The S&P 500 Is Expected to Rally 12% This Year

“Nonetheless, as concentration has risen, so has the idiosyncratic risk embedded in the S&P 500 and investor dependence on the continued strength of the largest US companies,” Snider adds.

Are US stocks in a bubble?

“The US equity market’s current combination of elevated valuations, extreme concentration, and strong recent returns rhymes with a handful of overextended equity markets during the last century,” according to Goldman Sachs Research. But even though some of the most notable financial market booms over the past 100 years were followed by steep declines in equities, some features of those episodes are missing today.

For example, speculative trading activity rose sharply in 2025 but remains well below the highs of 2000 or 2021. Broad-based equity flows have recently been subdued.

In contrast with the booms of 2000 and 2021, IPO activity in 2025 was modest, although Goldman Sachs Research expects volumes to increase in 2026. Leverage on corporate balance sheets is rising but remains low relative to history.

What are the biggest risks to the US stock market in 2026?

The biggest risks to an equity market rally are weaker than expected economic growth or a hawkish shift by the Fed. “Neither appears likely in the near future,” Snider notes.

Goldman Sachs Research forecasts US GDP to grow 2.7% this year, and our economists expect the Fed to make two rate cuts of 25 basis points each (as of January 6).

Historically, the S&P 500 P/E multiple has risen by an average of 5%-10% during 12-month periods of stable or accelerating US economic growth; has risen by a similar 5%-10% magnitude during periods of non-recessionary rate cuts; and has increased by roughly 10%-15% when both conditions occurred simultaneously, according to Goldman Sachs Research.

What does AI spending mean for US stocks?

Also among the key risks to stock market returns are the trajectory of AI capex, returns on that investment spending, and the impact of AI adoption. The largest public hyperscale tech companies had roughly $400 billion of capital expenditures in 2025, nearly 70% more than 2024.

Goldman Sachs Research expects AI investment to continue to increase this year. But as capex is on track to reach 75% of cash flows—similar to tech company expenditures in the late 1990s—spending growth going forward will increasingly rely on debt funding.
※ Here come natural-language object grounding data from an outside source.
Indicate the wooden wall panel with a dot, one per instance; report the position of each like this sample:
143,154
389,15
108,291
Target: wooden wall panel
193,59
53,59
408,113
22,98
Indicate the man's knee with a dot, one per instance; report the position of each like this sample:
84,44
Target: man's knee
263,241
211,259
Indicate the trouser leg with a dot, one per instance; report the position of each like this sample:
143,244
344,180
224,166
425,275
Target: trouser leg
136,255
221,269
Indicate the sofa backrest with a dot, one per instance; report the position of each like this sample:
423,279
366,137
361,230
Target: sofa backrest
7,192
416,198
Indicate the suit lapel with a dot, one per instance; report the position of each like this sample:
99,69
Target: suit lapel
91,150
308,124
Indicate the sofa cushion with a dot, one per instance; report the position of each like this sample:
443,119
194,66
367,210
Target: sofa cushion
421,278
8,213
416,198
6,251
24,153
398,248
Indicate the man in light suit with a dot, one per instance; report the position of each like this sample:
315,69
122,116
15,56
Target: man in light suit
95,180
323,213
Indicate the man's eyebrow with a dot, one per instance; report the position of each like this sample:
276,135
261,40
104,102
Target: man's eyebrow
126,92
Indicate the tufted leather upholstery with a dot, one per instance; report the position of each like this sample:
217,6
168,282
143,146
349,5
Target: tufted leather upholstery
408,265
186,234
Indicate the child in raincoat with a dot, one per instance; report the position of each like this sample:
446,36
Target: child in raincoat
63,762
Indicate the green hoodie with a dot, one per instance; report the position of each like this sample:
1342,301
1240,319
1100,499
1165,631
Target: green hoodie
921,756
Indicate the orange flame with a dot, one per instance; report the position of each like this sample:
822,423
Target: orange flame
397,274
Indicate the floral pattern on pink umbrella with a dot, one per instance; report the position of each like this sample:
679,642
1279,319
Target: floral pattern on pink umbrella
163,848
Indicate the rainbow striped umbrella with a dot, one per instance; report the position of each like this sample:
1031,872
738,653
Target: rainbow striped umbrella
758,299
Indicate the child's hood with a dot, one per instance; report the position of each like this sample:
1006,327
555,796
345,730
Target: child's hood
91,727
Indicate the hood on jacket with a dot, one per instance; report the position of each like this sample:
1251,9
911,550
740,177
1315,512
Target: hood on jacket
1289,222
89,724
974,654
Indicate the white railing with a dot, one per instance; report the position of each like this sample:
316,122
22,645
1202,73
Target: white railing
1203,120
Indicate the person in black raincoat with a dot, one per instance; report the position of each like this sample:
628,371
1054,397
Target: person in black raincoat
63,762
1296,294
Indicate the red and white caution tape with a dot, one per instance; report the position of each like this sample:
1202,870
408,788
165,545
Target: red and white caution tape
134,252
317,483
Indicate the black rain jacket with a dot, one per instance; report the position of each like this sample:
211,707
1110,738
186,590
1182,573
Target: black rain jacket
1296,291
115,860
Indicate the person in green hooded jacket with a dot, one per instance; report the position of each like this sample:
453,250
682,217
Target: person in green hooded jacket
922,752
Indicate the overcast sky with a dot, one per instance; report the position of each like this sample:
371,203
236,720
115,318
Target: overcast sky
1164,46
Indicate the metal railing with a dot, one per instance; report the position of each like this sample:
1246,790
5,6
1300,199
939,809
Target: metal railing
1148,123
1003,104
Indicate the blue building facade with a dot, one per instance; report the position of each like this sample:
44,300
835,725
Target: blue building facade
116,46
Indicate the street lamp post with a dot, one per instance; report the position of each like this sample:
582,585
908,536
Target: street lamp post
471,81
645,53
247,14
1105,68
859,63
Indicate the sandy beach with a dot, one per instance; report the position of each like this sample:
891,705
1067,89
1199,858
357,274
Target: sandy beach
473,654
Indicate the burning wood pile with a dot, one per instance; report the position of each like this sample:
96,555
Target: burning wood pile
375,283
“History shows a mixed track record regarding the eventual success of first movers in periods of major technological innovation,” Snider writes. “While odds are good that some of today’s largest companies achieve that success, the magnitudes of current spending and market caps alongside increasing competition within the group suggest a diminishing probability that all of today’s market leaders generate enough long-term profits to sufficiently reward today’s investors.”